“Yes?” I said, cursing myself that it came out as a question rather than a statement of fact.
“So, Mike isn’t going to lose the bar.”
“Of course not. Why, even such a notion is ridiculous.”
“Then why bring up Andrew Taylor?”
“Were you eavesdropping on me?” I asked, jostling his head from my shoulder.
He rolled his eyes. “You were bellowing.”
“I don’t bellow. I get my point across.”
“You bellow all the time.”
“Rude.”
“What are you doing?” he asked curiously. “What’s all this for?”
I sighed. “It’s nothing for you to worry about. And I mean that. I’ve got this all taken care of, okay?”
He frowned at me. “But—”
“Corey.”
“Fine,” he said, clearly annoyed. “But you do have friends, you know. People you can depend on. You can tell us anything. It’s kind of why we’re here.”
“I know,” I said, rather touched, but trying to keep it from my face. I didn’t have time to sit around a campfire and sing songs about love and friendship and braid each other’s hair and talk about feelings.
“And you have Darren,” he added.
The doorbell rang before I could even begin to formulate a response to that pile of bullshit. Corey looked annoyed for a second at the interruption. He stood to answer the door and I grabbed his hand. He looked down at me.
“Keep this to yourself,” I said. “Just for now. I don’t need Paul or Vince on my ass about this.”
“Sandy—”
“Please.”
He nodded slowly. “But when this is finished, you’re telling us everything.”
I grimaced. “Fine.”
“This had better be good, Sandy.” He pulled away and moved toward the door.
“You have no idea,” I muttered.
“NOW,” I said, eyeing the queens in front of me as we stood in the Queen’s Lair. “The homo jocks will be on their way up here shortly. I don’t think I have to tell you that you ar
en’t allowed to make them feel more uncomfortable than they already are, but since Summer Zeeve is here and tends to fall on whatever cock is around, it needs to be said. There will be no inappropriate handling of the homo jocks. If you do, I’ll shove a flashlight so far up your ass, your tonsils will be able to perform shadow puppets.”
“I’m not scared of you,” Summer said with a sniff. “You asked me to be here. You need me.”
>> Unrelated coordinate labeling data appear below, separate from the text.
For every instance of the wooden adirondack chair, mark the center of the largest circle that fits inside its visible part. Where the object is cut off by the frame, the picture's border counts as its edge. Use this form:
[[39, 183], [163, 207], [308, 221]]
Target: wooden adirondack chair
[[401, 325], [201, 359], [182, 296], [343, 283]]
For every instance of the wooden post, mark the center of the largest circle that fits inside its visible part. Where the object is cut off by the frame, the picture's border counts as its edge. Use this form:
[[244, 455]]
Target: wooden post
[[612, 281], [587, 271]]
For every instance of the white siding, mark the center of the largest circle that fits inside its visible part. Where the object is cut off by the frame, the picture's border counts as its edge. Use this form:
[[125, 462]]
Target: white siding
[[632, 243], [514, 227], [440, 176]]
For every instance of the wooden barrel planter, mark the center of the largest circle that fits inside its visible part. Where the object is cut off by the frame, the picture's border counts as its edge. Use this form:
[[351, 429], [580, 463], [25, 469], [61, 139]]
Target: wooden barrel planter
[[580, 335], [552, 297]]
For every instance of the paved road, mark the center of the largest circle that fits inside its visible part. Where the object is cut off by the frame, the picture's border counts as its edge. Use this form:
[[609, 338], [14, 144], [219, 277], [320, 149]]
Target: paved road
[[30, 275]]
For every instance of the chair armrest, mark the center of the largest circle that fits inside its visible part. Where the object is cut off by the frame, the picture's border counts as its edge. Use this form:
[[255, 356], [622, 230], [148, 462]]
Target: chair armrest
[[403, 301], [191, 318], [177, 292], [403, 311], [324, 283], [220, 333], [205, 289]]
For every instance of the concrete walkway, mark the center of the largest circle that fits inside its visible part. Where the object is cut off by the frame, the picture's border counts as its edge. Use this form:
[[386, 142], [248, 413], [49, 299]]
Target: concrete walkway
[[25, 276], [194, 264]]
“I think you’ll find your necessity is something greatly exaggerated,” Sofonda Cox said, her voice light and melodious. She was an old friend of mine who performed up in Phoenix. I’d asked her to come down, because her abilities with makeup were almost unparalleled. If anyone could turn the homo jocks into respectable queens for the night, it’d be her. She’d learned the queendom under one of Vaguyna’s best friends. She was Arabic, with the most beautiful skin and eyelashes. She worked as a concierge at a resort in Scottsdale during the day under her given name Tariq al-Fulan and performed as Sofonda four times a week, the resident queen at two separate clubs. And in all of Arizona, she probably would be my biggest competition should she choose to enter Miss Gay America. Of course, she’d been coy about it so far, fluttering her eyes at me whenever asked. I loved her dearly, but she wouldn’t know what hit her if she tried to go up against me. Keep your drag sisters close, but keep your drag competitors closer.
“People adore me,” Summer said, batting her eyelashes. “They say, ‘Summer, you are just divine and one day, you’ll rise above the squalor of your beginnings that is Tucson to make yourself a star—’”
“That’s quite enough,” I said, Helena-deep. “I suggest you keep that trap shut before I shut it for you.”